Le recours a été exercé devant la juridiction dans des circonstances de temps qui ne sont pas critiquables.
Le recours sera en conséquence jugé recevable.
Sur la demande d’inopposabilité de la société [8] :
Sur le défaut de pouvoir du signataire de la décision :
Dès lors qu’il appartient aux juridictions de la sécurité sociale de se prononcer sur le fond du droit, il importe peu que la décision initiale de la caisse soit entachée d’un vice affectant sa régularité formelle.
Au cas d’espèce, l’employeur ayant la possibilité de contester le bien-fondé de la décision de prise en charge de l’accident litigieux devant le pôle social du tribunal judiciaire, il importe peu que la décision initiale ait été signée par une personne dépourvue de pouvoir à cet effet.
La société [8] sera déboutée de sa demande d’inopposabilité de l’accident sur ce fondement.
Sur la matérialité de l’accident pris en charge par la caisse :
Par application des dispositions de l’article L. 411-1 du code de la sécurité sociale, constitue un accident du travail un événement ou une série d’événements survenus à des dates certaines par le fait ou à l’occasion du travail dont il est résulté une lésion corporelle, quelle que soit la date d’apparition de celle-ci. Dès lors que la survenance d’un évènement dont il est résulté une lésion aux temps et lieu de travail est établie, celui-ci est présumé imputable au travail, sauf pour celui qui entend le contester de rapporter la preuve qu’il provient d’une cause totalement étrangère au travail.
Dans ses rapports avec l’employeur, il appartient à la caisse d’établir les circonstances exactes de l’accident et son caractère professionnel.
En l’espèce, il résulte du questionnaire assuré rempli par Monsieur [C] que l’accident est survenu vers 15h30 alors qu’il était en train d’opérer sur un poteau métallique. Il résulte du questionnaire employeur qu’il s’agissait d’une activité habituelle du salarié et du dossier de fabrication produit par l’employeur que Monsieur [C] était en charge de la réalisation d’un poteau métallique de 2,70 mètres et d’un poids de 23,6 kg. Il apparaît ainsi que le mécanisme accidentel décrit par Monsieur [C] est tout à fait compatible avec son activité du 26 mars 2019.
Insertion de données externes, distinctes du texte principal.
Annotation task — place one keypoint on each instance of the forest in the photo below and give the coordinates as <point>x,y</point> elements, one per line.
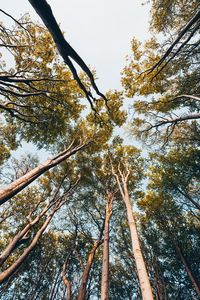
<point>99,218</point>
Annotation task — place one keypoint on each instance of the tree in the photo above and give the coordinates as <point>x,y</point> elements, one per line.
<point>127,159</point>
<point>171,107</point>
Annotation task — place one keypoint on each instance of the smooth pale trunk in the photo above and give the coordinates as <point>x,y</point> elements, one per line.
<point>22,182</point>
<point>67,283</point>
<point>139,260</point>
<point>105,263</point>
<point>5,275</point>
<point>85,276</point>
<point>17,238</point>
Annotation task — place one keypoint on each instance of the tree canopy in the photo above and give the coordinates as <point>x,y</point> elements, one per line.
<point>100,218</point>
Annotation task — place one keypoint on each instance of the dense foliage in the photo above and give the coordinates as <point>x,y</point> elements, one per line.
<point>100,220</point>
Il résulte du questionnaire rempli par Monsieur [K] que celui-ci a été immédiatement informé par Monsieur [C] de l’accident subi par ce dernier. Monsieur [K] confirme que Monsieur [C] lui a déclaré s’être blessé à l’épaule en manipulant un poteau de fer qu’il était en train d’usiner.
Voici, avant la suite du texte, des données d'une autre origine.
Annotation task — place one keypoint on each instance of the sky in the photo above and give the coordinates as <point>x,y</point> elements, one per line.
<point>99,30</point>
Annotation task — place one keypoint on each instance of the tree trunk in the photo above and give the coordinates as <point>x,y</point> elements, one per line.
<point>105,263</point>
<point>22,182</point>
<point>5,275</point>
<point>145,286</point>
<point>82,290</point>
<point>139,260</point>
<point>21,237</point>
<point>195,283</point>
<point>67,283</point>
Le certificat médical initial a été établi le 26 mars 2019 par le Docteur [Z], soit le jour de l’accident déclaré par le salarié. Il objective une élongation de la coiffe des rotateurs de l’épaule gauche. Cette lésion est compatible avec le mécanisme accidentel décrit par le salarié. Elle a été constatée dans un temps très proche de l’accident déclaré par le salarié.
Alors que l’accident est survenu en toute fin de journée de travail, l’employeur ne peut tirer argument du fait que Monsieur [C] ait poursuivi sa journée de travail pour soutenir qu’il n’y aurait pas eu d’accident.
Par ailleurs, l’employeur n’établit pas que son salarié bénéficiait de soins au titre de son épaule et donc que la lésion est survenue en dehors du travail.
Il résulte de ce qui précède qu’il existe un faisceau d’indices précis et concordants en faveur de la survenance au temps et au lieu du travail d’un accident à l’origine des lésions médicalement constatées le jour même.
Dans ces conditions, la société [8] sera déboutée de sa demande d’inopposabilité sur ce second fondement.
Sur les mesures accessoires :
Par application des dispositions de l’article 696 du code de procédure civile, la partie perdante est condamnée aux dépens, à moins que le juge, par décision motivée, n’en mette la totalité ou une fraction à la charge d’une autre partie.
Succombant dans le cadre de la présente instance, la société [8] sera condamnée aux dépens.
PAR CES MOTIFS
Le pôle social du tribunal judiciaire de Bourg-en-Bresse, statuant publiquement, par jugement contradictoire, rendu en premier ressort, par mise à disposition au greffe,
DECLARE le recours de la SAS [8] recevable,
DEBOUTE la SAS [8] de ses demandes,
CONDAMNE la SAS [8] aux dépens.
En foi de quoi le Président et le Greffier ont signé le présent jugement.